Wednesday, August 14, 2013

Another 18-Hours in the Day Would Be Nice...

Kevin Ashton, co-founder of the MIT Auto-ID center, wrote "Why (and How) Creative People Need to Say 'No'". Intrigued, I gave it a read, wondering what 'No' he may be talking about. No to paying publishers to read your work? No to the 'delete' button or the trash bin? No to chocolate covered strawberries?

I resolved, if the latter, to close the webpage immediately out of sheer heresy.

But luckily strawberries were safe, and indeed not even mentioned in this article, which can be forgiven. Instead Ashton outlines the reasons why creative minds of all threads need to learn to say No to using their time for things other than themselves. Selfish? No.


The fact of the matter is, if you write, if you read, if you edit, if you paint, if you draw, if you teach, if you conduct, if you compose, if you scrawl, if you weave...whatever creative thing you may be doing, you are constantly wishing you had more time. I feel this lack keenly because I suffer from not only one artistic need, but two. Both writing and art pull at my free hours, and I am continually complaining that I do not devote the proper time to either. If I am engaging fully in the one, I am invariably neglecting the other. It is nearly impossible to devote the proper time to both in the same day, even in the same week, simply on account of how much time they each individually take up and how much free time I don't have.

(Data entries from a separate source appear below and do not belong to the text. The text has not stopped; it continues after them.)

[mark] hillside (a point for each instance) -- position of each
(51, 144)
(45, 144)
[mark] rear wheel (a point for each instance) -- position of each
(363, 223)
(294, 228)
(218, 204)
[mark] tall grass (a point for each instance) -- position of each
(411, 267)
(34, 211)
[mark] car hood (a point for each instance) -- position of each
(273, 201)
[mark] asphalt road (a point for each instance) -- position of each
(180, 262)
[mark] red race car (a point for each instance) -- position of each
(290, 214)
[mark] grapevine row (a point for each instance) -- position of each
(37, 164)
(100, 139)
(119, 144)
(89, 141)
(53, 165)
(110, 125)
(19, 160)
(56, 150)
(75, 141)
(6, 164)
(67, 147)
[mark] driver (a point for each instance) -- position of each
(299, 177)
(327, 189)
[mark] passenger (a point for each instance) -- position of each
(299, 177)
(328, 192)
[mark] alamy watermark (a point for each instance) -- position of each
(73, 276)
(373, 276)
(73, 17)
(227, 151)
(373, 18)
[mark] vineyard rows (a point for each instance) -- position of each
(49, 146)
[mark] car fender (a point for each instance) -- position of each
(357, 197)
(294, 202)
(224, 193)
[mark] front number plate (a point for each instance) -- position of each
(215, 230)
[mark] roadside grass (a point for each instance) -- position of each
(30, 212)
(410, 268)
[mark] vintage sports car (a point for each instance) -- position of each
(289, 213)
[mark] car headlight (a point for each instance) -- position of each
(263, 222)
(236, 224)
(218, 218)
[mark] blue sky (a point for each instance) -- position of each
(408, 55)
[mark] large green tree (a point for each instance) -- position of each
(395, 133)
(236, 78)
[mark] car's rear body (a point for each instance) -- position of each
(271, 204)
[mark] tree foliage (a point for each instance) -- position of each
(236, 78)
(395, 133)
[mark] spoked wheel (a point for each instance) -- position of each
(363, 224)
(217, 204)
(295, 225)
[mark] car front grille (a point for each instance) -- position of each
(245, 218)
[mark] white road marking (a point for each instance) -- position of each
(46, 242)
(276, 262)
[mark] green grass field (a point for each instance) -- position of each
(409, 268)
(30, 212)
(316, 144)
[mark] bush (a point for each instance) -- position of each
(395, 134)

There are bills to pay, work to be done, chores to complete, food to cook, people to see, gifts to make, exercise to work in there somehow, and daylight to maybe see once in a while...Ashton reaffirms, quite pithily I might add, that "yes makes less". There is and always will be something else you could be doing. Every moment spent doing one thing is a moment you will not spend doing something else. It is the physical rule of our universe. Multi-tasking is great, but you still have to choose between one thing and another.

Therefore, when it comes to creative work, creative people sometimes have to be very strict with what kind of work they do for other people.
Management writer Peter Drucker: “productivity in my experience consists of NOT doing anything that helps the work of other people but to spend all one’s time on the work the Good Lord has fitted one to do, and to do well.”
Charles Dickens: “‘It is only half an hour’–’It is only an afternoon’–’It is only an evening,’ people say to me over and over again…Who ever is devoted to an art must be content to deliver himself wholly up to it, and to find his recompense in it.”
And, as Ashton puts it so eloquently:
Time is the raw material of creation. Wipe away the magic and myth of creating and all that remains is work: the work of becoming expert through study and practice, the work of finding solutions to problems and problems with those solutions, the work of trial and error, the work of thinking and perfecting, the work of creating. Creating consumes. It is all day, every day. It knows neither weekends nor vacations. It is not when we feel like it. It is habit, compulsion, obsession, vocation. The common thread that links creators is how they spend their time. No matter what you read, no matter what they claim, nearly all creators spend nearly all their time on the work of creation. There are few overnight successes and many up-all-night successes.
 How do we learn to say this? Not only do we have to be very strict with those who need or want our time, but we have to be very strict with ourselves. I could spend this evening reading another fifty pages in my historical fiction, or I could spend it working on my book. I could spend an hour or so here and there goofing off on Facebook, or I could spend it researching reference pictures or reading my technique book on painting, or, heck, painting itself. How much time should we spend on any one thing?

As crazy and disorganized as the artistic brain can be, we have to be incredibly close knit with our work and our time. We have to organize and learn how to do the juggling-balancing-hey-macarana of our lives.

And if someone asks you if the hokey-pokey is what it's all about, you know your answer.